Links: Galaxy's Edge Magazine / Pub Info / Table of Contents /

The March 2017 issue of Galaxy's Edge #25 has stories by Samantha Murray, Sunil Patel, Kay Kenyon, George Nikolopoulos, Andrea G. Stewart, Kevin J. Anderson, Alex Shvartsman, Brennan Harvey, Kristine Kathryn Rusch, Yaroslav Barsukov, Tina Gower, and Robert Silverberg, an interview with Robert Silverberg, and other features.

The March 2017 issue of Galaxy's Edge #25 is here with more good stories. I will review the ones with a 2017 copyright date.

The 2017 fiction in the issue begins with "Bragging Rites" by Samantha Murray. -+- Clara attends the funeral for her father whom she has not seen in twenty years. At funerals, the dead come back and talk about their lives and her father is not exception to that.
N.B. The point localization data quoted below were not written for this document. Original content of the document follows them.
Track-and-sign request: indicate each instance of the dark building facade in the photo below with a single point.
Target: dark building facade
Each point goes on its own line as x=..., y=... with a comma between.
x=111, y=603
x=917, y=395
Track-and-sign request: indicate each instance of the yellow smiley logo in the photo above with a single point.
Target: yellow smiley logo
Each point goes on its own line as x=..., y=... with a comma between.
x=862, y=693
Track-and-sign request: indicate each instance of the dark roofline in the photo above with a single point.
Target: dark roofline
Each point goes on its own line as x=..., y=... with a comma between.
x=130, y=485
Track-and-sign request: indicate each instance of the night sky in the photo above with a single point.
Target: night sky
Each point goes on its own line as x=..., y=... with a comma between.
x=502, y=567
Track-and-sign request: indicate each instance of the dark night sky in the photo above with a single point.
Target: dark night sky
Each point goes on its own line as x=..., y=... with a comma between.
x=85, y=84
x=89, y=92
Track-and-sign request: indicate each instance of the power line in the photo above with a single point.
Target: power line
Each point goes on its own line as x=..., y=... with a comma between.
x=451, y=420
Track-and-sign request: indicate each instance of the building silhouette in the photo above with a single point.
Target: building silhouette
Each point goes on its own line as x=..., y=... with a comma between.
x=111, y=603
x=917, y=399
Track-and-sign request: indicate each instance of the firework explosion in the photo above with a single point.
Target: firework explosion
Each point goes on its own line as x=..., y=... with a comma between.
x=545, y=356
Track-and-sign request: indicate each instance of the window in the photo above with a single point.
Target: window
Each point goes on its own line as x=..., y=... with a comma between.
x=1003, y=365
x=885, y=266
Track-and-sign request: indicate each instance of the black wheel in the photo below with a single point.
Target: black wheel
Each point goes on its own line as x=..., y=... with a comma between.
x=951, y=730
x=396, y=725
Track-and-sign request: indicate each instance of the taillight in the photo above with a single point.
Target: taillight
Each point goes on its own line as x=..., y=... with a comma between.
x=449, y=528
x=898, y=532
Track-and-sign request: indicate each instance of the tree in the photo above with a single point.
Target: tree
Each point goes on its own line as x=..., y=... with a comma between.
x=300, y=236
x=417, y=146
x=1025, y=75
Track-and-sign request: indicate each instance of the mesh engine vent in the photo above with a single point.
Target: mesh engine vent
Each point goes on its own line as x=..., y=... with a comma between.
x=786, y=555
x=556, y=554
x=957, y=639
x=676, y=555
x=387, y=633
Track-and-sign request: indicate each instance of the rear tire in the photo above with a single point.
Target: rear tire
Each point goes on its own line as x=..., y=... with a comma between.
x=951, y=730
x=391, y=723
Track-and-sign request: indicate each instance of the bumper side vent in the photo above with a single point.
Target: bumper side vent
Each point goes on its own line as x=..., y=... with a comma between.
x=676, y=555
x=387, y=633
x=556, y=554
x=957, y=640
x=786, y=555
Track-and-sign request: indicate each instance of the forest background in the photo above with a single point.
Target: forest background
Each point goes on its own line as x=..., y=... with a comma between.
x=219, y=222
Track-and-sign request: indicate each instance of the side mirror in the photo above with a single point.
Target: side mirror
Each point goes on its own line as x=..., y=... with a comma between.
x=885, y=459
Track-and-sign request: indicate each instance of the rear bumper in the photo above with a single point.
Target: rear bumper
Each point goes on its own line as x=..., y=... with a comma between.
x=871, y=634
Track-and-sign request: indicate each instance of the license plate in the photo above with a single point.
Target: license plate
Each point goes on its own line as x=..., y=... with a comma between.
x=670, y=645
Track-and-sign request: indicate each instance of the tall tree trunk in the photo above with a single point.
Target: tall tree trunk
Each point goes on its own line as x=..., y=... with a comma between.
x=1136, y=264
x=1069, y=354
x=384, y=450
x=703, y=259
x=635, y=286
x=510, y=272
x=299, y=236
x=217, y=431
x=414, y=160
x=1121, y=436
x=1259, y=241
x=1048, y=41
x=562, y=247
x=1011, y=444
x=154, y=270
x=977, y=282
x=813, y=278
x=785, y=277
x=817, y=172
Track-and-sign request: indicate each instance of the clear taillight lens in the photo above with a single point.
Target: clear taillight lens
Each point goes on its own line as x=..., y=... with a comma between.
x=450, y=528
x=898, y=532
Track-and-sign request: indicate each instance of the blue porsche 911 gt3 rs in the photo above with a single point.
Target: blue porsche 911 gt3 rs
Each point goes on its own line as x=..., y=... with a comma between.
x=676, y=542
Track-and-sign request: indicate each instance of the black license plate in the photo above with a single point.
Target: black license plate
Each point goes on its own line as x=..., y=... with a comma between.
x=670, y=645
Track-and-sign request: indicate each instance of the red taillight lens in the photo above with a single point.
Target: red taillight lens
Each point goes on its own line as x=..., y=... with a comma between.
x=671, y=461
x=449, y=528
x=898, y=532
A very poignant tale.

"The Tragedy of the Dead is That They Cannot Cry" by Sunil Patel. -+- Jonathan attends Rosita's funeral, but this is a bit different from the kind we are used to. Interesting.

"The Loyal Order of Beasts" by Kay Kenyon -+- Grendel is a venerable member of the Loyal Order of Beasts who haunt dreams in a way that is beneficial. It is his turn to haunt the autistic boy, Paco. But the Order now has new monsters who are just the nasty slashers of the movies. He must confront one who wants to harm the boy. Very imaginative.

You Can Always Change the Past by George Nikolopoulos -+- An amusing version of a classic time travel trope.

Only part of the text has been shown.